Fun fact: Lisle Wilkerson is the voice of Nina Williams from Tekken.
Well lookie-loo. The dreaded "Gothloli Wars" from Episode 4 of Tokyo Eye, the NHK show I work on, have appeared on YouTube...Watch in horror as I shamble about in Harajuku, rummage through a Lolita's luggage case, and invade a Goth girl's bedroom on the outskirts of Tokyo.
This Fri/27, I’ll be featured on yet another episode of NHK-TV’s Eigo de Shabera Night. My segment will offer viewers “Otaku in USA” nuttiness via a visit to the Japantown Anime Fair, the editorial offices of Viz Media, and some first-rate slouching around in the headlands near the Golden Gate Bridge. The rest of Friday’s show will feature a tour of Nakano Broadway with manga-ka Taiyo Matsumoto and “Black and White” anime director Michael Arias.
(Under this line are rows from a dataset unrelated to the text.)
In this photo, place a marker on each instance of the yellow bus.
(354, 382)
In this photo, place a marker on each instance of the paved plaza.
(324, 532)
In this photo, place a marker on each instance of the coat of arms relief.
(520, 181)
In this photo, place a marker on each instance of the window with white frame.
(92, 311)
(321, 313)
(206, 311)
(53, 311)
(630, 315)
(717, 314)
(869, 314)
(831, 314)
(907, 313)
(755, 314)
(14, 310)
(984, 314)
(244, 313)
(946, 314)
Tying it all together is special guest host Marina Watanabe (ex-Onyanko Club member #36) who will discuss the amazing world of pilates!
Also, on Wed/25, I'll be making my second apperance on NHK World's Tokyo Eye, this time leading the charge of the light brigade into Harajuku, Marui Young, and darkest Machida for the Gothloli wars.
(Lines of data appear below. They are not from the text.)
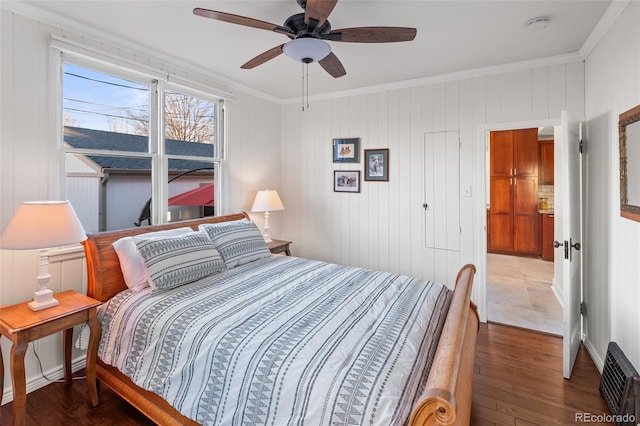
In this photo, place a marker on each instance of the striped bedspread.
(281, 341)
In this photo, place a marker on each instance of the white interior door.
(568, 233)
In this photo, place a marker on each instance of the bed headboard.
(105, 278)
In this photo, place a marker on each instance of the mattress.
(281, 340)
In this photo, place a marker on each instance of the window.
(121, 170)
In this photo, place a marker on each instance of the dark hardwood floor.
(518, 381)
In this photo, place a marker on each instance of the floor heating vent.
(617, 385)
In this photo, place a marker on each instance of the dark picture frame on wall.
(376, 165)
(346, 180)
(346, 150)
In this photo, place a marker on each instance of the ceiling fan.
(308, 31)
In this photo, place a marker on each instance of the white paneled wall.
(612, 265)
(383, 226)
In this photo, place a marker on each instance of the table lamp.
(266, 201)
(42, 225)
The control room of the Government of Darkness? The Final Revelation of Mystery Frequency 109? Or just the last episode of Kamen Rider X?
Nope. Just me doing my bit as a reporter for the new TV show TokyoEye.
The program begins airing October 4th on NHK World. The first episode features Maids versus Me.
Official Hype: AKIBA MAID FRONTLINE
The Akihabara electronic district in Tokyo has become a magnet for "otaku" lovers of comic books, animated cartoons and videogames from around the world! We introduce the latest fads, including coffee shops and beauty parlors staffed by women in suggestive lacy maid costumes. One of those maids also visits the studio!
It sounds like some crazy ESPY stuff I would make up, but the show will actually be broadcast via. orbital satellite at 4060MHz (Asia-Pacific Region), 3743.5MHz (Southwest & Central Asia, the Middle East, Africa and Europe Region), and my personal favorite 4040MHz (South & North America Region).